The American Disabilities Act notes that pregnancy alone cannot be deemed a disabling condition requiring reasonable accommodations, but many pregnancy-related conditions are considered disabilities.

Labor lawyer Carolyn D. Richmond told The New York Times it is too early in the distribution of the vaccine for companies to mandate employees get the shot.

‘Pregnancy and vaccine — as soon as you hear those words in the workplace, you should stop to think if what you are doing is right or wrong,’ said Richmond, who advises the NYC Hospitality Alliance.

‘It has to be generally available to the employee population and it’s not. None of us are having an easy time getting appointments.’

Adam Mastroleo, a lawyer with Syracuse-based Bond, Schoeneck and King, told that everyone has the right to choose whether or not to get the vaccine because it was approved under emergency authorization.

Others claim that laws are pretty clear about whether employers can force their workers to get a vaccine.

Dorit Reiss, a professor at the University of California Hastings College of Law, told CNBC that private businesses have extensive rights.

“Requiring a vaccine is a health and safety work rule, and employers can do that,” Reiss told the outlet in December.

Hana El Sahly, a doctor who oversaw a clinical trial for Moderna’s vaccine, told CNBC that hospitals could eventually make the COVID vaccine a condition of employment.

The Pfizer-BioNTech and Moderna vaccines were not tested on pregnant women, according to the Centers for Disease Control and Prevention, and their ‘actual risks’ to pregnant women and their fetuses remains unknown.

The World Health Organization advised pregnant women last month not to get the inoculation unless at high risk for the coronavirus due to underlying illnesses.

5 thoughts on “New York City waitress is FIRED from job for saying she wanted to wait to get COVID-19 vaccine over concerns of its effects on pregnancy

  1. Fck that Job and those people honey.. if yer pregnant Do NOT let these people tell you a dam thing ..piss off would be my TODAY’s Notice
    I quit !

  2. Stop all this back and force BS with determining Safe/Not safe, side effect, some, none, a little a lot or fkng dead. Who gives a shit about any of this fkn shit.

    The day they make this Mandatory, and decide to make it so you can’t go to work or participate normally in the public commons, or ride, drive, fly as they are.
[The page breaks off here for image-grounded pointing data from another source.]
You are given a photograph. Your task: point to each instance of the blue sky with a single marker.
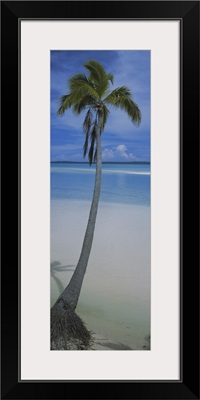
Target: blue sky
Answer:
(121, 140)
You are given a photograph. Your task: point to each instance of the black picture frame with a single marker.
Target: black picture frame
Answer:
(188, 13)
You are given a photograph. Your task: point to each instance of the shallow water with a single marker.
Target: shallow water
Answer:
(115, 296)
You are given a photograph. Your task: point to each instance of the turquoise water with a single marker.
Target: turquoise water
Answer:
(115, 296)
(121, 183)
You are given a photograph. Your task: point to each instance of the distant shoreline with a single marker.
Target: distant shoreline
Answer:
(104, 162)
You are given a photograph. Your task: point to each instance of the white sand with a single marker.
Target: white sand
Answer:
(115, 297)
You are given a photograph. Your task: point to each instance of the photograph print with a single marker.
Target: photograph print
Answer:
(100, 200)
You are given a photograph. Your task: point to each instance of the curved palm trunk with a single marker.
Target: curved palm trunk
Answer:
(71, 293)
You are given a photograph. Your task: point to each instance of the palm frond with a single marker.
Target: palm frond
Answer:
(92, 144)
(87, 124)
(65, 103)
(105, 114)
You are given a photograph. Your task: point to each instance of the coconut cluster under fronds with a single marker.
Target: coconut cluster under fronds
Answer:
(68, 331)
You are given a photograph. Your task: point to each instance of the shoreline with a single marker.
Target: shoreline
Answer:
(115, 296)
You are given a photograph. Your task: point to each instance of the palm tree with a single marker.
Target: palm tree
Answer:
(91, 94)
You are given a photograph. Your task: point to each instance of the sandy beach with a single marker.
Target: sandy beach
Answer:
(115, 297)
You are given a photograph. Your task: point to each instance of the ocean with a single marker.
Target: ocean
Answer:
(121, 183)
(115, 296)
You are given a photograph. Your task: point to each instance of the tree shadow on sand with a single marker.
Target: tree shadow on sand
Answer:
(57, 267)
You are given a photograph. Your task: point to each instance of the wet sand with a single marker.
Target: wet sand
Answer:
(115, 297)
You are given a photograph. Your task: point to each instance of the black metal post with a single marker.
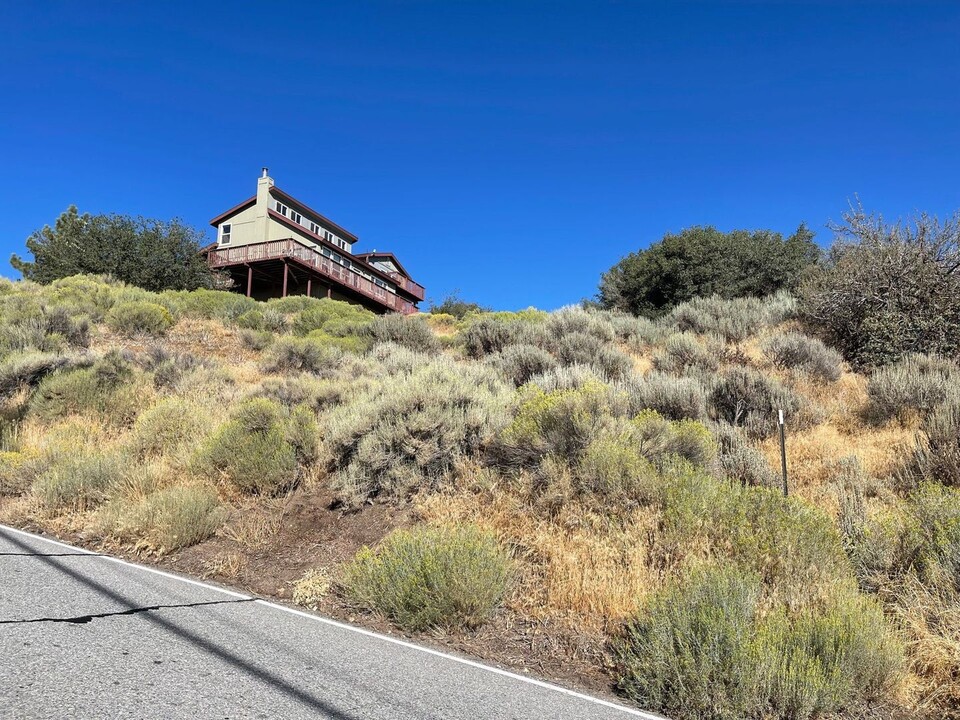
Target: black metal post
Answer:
(783, 454)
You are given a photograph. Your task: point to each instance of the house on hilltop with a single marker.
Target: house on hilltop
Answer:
(273, 245)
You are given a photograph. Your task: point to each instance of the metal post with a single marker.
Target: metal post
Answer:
(783, 454)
Then these “Businesses” need to be absolutely eradicated, Burned to the fkn ground, and if they rebuild it, burn it fkn down again and again until they finally get it.
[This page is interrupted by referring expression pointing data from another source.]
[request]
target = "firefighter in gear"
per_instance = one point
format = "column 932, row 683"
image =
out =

    More better, these maggots up and down the spectrum need to start being found in alleyway dumpsters….Fk that Red Hook Tavern and every biz that intends or is going along with this shit.

    At some point they will need to get the Cops/Military involved to enforce the ever growing resistance to all of this Massive Hoax, criminal Conspiracy.
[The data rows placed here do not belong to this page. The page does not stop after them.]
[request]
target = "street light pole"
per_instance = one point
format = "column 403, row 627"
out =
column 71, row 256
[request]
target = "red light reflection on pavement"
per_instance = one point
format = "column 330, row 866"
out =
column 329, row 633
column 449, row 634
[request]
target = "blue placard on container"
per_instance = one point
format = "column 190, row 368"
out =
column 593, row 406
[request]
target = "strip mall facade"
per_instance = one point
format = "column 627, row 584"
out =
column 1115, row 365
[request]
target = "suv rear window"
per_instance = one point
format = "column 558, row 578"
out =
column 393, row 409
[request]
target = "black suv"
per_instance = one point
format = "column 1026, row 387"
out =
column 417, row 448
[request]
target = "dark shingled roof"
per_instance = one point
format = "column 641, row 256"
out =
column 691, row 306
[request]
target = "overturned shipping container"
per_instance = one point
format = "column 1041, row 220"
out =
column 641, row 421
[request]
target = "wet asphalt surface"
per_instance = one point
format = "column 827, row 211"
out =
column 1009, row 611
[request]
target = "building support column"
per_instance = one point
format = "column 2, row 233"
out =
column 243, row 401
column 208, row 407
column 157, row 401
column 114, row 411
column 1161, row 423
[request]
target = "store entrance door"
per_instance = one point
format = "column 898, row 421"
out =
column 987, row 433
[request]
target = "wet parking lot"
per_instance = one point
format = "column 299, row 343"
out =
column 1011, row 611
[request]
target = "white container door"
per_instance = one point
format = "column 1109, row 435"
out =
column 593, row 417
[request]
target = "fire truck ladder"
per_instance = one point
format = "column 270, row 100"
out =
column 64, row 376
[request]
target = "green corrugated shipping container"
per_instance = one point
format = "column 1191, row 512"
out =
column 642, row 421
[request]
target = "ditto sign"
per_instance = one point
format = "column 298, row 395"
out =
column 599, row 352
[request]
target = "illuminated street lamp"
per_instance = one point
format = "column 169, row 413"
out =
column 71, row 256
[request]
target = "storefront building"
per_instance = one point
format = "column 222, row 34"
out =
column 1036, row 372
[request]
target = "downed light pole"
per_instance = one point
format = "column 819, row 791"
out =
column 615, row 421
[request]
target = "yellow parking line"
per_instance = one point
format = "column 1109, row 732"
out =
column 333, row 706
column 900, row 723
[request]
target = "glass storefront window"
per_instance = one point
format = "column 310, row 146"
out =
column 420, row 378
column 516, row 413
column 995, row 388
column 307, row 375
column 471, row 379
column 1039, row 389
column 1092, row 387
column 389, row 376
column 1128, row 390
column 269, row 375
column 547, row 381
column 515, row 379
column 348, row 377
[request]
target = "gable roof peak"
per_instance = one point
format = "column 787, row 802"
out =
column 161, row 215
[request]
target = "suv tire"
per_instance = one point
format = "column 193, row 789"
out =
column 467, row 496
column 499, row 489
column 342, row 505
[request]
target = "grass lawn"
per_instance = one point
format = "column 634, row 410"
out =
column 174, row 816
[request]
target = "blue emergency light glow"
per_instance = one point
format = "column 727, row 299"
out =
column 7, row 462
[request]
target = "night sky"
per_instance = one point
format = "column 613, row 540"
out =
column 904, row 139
    Let’s hope it is soon, so we can stop pretending we have some future under this fkn Corporation and the “Businesses” that are collaborating with it.

    All this Shit violates not only the Nuremberg, but every tenant of our nation and liberties, let alone the basic concept of due process (or as the corp calls it, Civil Rights) Resistance in the most violent way is what will be “Mandatory” all others will be looked on as traitors/collaborators.

    1. Thanks, Norm. Powerful. And here’s something you might appreciate:

      When movies were movies… A scene from the 1941 film “The Devil and Daniel Webster” where a man who has lost his way is on trial up against the devil (Mr. Scratch), and another man who knows a little something about freedom speaks to the (dead) jury in defense of the man who lost his way:

      4 min:


  3. I’ve never regretted being fired. I saw it as an opportunity for advancement, and a time to move on. Best thing that ever happened, and so, it was so. No regrets.